Perhaps it helped that it was Boo's first feature as well and they were facing a steep learning curve together.
At one point, they were stuck and could not figure out how to make the story work.
Boo, 33, says: "Then I had a sudden inspiration at 2am while we were having supper. I told her about it and she got it immediately. The people sitting at the next table must have thought we were crazy, the way we were talking about the characters.
"It was the cut of the film that made it to Cannes."
The coming-of-age drama screened at the prestigious Cannes Film Festival's International Critics' Week in 2010 and won Best Feature Film and Best Director at the Vietnam International Film Festival later that year.
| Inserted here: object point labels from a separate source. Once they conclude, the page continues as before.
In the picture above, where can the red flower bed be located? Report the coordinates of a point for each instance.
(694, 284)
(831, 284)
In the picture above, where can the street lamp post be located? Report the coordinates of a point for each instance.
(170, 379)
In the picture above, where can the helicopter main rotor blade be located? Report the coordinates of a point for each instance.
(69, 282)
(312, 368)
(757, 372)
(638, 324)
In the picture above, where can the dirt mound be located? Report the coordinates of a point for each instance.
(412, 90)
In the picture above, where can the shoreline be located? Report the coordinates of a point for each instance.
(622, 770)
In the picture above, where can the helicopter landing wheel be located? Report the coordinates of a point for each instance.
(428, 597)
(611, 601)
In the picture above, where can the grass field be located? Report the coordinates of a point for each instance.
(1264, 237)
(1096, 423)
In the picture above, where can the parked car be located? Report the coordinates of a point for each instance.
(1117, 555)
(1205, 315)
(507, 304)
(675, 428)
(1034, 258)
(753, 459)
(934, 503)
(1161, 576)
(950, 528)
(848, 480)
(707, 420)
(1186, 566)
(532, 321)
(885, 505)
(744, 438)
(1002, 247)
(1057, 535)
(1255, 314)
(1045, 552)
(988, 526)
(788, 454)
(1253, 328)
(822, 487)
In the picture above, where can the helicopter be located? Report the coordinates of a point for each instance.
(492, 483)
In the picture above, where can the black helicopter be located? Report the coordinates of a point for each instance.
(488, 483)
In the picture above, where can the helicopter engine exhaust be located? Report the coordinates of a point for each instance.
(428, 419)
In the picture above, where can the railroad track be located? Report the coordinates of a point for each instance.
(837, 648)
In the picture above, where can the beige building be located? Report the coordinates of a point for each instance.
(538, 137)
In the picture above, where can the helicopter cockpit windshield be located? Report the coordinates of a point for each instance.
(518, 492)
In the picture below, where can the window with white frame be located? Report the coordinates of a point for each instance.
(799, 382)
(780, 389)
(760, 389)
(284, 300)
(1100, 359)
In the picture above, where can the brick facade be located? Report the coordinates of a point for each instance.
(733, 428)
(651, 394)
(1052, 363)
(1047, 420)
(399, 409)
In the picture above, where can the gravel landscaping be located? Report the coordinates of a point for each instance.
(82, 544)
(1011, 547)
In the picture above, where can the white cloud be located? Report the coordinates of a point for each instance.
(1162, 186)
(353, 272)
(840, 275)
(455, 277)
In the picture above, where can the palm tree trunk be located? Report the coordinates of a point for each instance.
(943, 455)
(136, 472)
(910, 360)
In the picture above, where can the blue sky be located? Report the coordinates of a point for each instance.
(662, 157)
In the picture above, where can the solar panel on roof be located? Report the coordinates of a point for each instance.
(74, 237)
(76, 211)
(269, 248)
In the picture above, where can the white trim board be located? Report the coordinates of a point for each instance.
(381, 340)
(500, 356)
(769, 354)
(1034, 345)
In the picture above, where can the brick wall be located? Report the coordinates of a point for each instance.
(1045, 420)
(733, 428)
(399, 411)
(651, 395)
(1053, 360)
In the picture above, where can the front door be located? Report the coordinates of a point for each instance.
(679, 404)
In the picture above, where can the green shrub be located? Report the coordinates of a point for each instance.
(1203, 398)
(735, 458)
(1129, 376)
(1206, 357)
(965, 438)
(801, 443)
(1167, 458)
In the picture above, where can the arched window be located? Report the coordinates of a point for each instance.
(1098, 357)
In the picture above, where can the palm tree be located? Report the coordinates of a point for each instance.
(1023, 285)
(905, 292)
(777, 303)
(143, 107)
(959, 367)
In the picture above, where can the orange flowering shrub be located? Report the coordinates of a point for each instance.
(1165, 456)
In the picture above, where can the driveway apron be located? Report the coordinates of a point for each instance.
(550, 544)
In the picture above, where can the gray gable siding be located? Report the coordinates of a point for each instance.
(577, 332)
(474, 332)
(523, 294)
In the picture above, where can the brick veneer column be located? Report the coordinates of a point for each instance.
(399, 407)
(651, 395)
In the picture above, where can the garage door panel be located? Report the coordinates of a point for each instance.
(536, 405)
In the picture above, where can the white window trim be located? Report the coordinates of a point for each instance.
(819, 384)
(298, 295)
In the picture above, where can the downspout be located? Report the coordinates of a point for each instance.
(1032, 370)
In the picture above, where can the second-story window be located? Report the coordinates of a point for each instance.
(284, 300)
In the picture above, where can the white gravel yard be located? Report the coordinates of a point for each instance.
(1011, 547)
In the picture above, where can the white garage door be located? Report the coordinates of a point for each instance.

Boo's works are very much character-driven, from teenager En searching for answers about his family in Sandcastle to prison officer Aiman's conflicted feelings about learning the hangman's ropes in Apprentice.
And that is something that Soh is sensitive to.
He says: "She is very perceptive and she has a great sense of dramatic rhythm. She also really cares about the characters in the films that she works on, which is important. She has definitely grown a lot over the years."
Soh studied electronic and broadcast media at Nanyang Technological University, but was drawn to editing. "It's like piecing together a giant jigsaw puzzle with endless possibilities."
She loves the collaborative nature of film and working with different directors. At the same time, she treasures the relationship that she and Boo have built up.
"By now we've got some form of 'MindFi' going, a lovely chemistry that allows us to collaborate without enabling each other's predilections. There's a wonderful kind of alchemy in collaborations like this, because the understanding and secret language help to elevate the work."
She adds sweetly: "Plus I care about him, so it makes working with him more fun."